There are two mysteries: Who surreptitiously perverted the will of Congress? And why is Congress not angry and eager to identify the culprit? It seems reasonable to suspect that the answer to the first question is: Young or an agent of his. The answer, or answers, to the second question probably is, or are: Because Young is powerful -- and perhaps also because such violations of legislative due process have been committed on behalf of other members.

Fortunately, Senate rules enable an obdurate individual to force the institution to sit up and take notice. One such mechanism is a "hold," by which a senator can halt a bill. Freshman Sen. Tom Coburn is an Oklahoma Republican who happily has not learned the Senate ethic of playing nicely with others. He has put a hold on the bill that corrects technical problems in the 2005 highway bill. On Dec. 18, he announced that he will block that bill -- and its slew of earmarks; that will get members' attention -- if the bill "does not require a full and open investigation of the events leading up to the unauthorized revision of congressionally passed legislation." Coburn demands "a select committee, comprised of members of both the House and Senate," because "secret, improper and unauthorized changes to congressionally passed legislation call into question the integrity of our entire constitutional and legislative process."


Seven weeks have passed and nothing has happened. Young, 74, one of whose former aides pleaded guilty to bribery charges involving the jailed lobbyist Jack Abramoff, is the subject of an FBI investigation concerning another matter, and faces strong opposition to a 19th term. Recently, two more House Republicans -- the total is now 28 -- announced their retirements, evidence that Republicans do not expect soon to end their minority status that began 17 months after the Coconut Road earmark alteration.

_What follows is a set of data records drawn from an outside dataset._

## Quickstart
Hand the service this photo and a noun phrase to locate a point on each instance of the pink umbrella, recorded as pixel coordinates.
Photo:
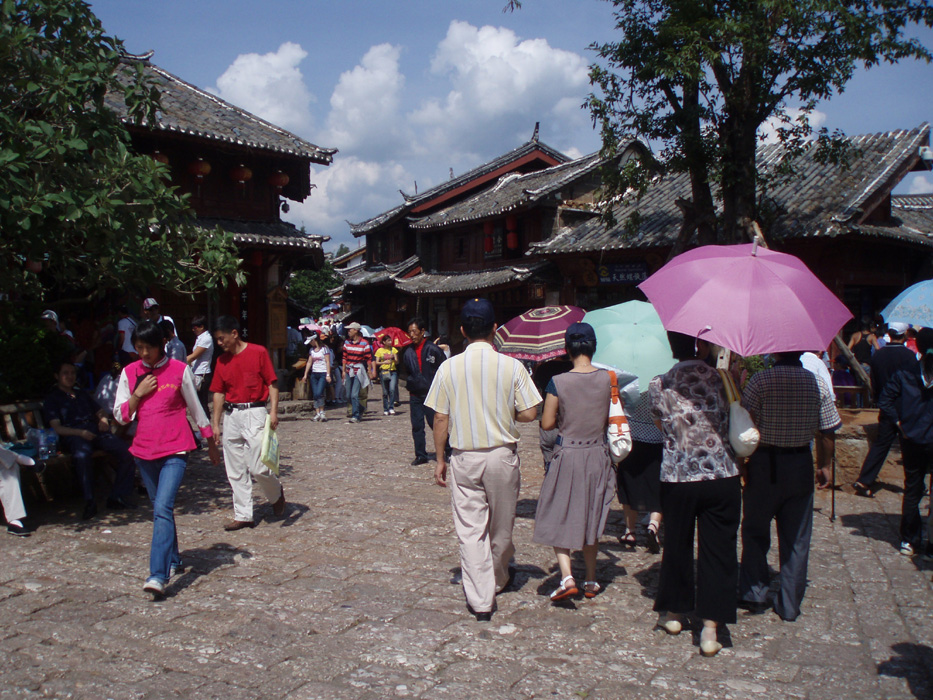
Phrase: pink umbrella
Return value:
(750, 300)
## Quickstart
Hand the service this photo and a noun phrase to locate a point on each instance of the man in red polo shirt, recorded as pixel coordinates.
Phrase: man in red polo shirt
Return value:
(244, 380)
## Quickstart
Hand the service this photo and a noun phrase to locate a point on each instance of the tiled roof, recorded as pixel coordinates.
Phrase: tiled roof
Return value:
(413, 201)
(511, 192)
(189, 110)
(276, 234)
(454, 282)
(379, 273)
(821, 200)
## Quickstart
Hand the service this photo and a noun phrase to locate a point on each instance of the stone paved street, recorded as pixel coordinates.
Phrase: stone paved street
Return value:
(348, 596)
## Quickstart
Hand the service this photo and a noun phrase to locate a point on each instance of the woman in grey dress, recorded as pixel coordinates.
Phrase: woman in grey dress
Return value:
(578, 486)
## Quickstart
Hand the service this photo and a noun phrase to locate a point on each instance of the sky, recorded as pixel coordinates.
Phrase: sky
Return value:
(410, 91)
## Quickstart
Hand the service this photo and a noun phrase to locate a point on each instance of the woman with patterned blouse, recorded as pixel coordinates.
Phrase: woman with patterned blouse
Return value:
(700, 489)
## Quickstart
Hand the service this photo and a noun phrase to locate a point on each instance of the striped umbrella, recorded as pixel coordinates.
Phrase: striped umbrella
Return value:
(537, 334)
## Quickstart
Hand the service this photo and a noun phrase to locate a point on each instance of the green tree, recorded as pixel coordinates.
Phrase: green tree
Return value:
(78, 208)
(699, 77)
(309, 287)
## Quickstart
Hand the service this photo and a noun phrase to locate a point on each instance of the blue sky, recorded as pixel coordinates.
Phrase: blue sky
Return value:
(409, 90)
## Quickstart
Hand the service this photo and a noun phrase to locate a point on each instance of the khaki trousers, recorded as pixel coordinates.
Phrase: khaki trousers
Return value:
(242, 441)
(484, 486)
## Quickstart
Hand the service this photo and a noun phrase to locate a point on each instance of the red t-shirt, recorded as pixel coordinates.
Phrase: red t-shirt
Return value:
(245, 377)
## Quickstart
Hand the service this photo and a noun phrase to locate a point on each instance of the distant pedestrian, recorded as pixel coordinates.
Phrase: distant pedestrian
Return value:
(907, 401)
(244, 380)
(477, 397)
(156, 390)
(357, 369)
(387, 366)
(422, 359)
(885, 363)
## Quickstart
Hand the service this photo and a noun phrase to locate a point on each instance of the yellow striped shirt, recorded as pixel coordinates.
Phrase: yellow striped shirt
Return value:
(482, 390)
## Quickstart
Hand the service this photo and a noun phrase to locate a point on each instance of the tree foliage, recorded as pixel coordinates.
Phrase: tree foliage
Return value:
(699, 77)
(78, 208)
(309, 287)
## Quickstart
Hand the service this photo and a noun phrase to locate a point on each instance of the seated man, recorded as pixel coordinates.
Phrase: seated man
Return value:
(83, 427)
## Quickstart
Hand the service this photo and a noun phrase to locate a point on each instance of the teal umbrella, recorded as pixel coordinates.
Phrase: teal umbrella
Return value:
(630, 336)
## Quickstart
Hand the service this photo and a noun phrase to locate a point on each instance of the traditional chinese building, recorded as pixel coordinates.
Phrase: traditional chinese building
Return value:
(475, 234)
(239, 170)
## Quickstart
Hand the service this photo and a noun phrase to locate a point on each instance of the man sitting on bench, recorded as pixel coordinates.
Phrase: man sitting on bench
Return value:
(84, 427)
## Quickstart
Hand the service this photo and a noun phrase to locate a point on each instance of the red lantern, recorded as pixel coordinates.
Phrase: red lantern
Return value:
(200, 168)
(241, 174)
(278, 180)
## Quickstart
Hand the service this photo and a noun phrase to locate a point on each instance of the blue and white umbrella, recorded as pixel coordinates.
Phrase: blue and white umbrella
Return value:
(914, 306)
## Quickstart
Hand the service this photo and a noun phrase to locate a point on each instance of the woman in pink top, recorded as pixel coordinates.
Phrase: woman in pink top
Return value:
(156, 390)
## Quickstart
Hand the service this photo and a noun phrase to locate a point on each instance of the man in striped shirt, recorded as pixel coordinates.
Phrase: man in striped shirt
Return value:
(357, 368)
(477, 397)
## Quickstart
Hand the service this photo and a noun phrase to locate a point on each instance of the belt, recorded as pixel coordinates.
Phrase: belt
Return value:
(578, 443)
(231, 407)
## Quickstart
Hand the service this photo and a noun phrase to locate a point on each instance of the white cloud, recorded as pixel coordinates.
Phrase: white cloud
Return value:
(500, 86)
(921, 184)
(364, 105)
(767, 132)
(270, 86)
(352, 190)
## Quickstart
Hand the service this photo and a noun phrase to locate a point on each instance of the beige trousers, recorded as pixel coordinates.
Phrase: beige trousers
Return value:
(484, 486)
(242, 441)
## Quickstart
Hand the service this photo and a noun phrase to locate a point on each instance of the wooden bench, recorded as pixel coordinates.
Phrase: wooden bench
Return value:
(18, 418)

In his State of the Union address, the president vowed to veto any appropriation bill "that does not cut the number and cost of earmarks in half." Coburn tartly notes that although Congress hardly needs 5,500 earmarks -- half of last year's total -- the president's goal would be met if Republicans themselves quit earmarking. That fact goes far to explain the Republicans' current and future minority status.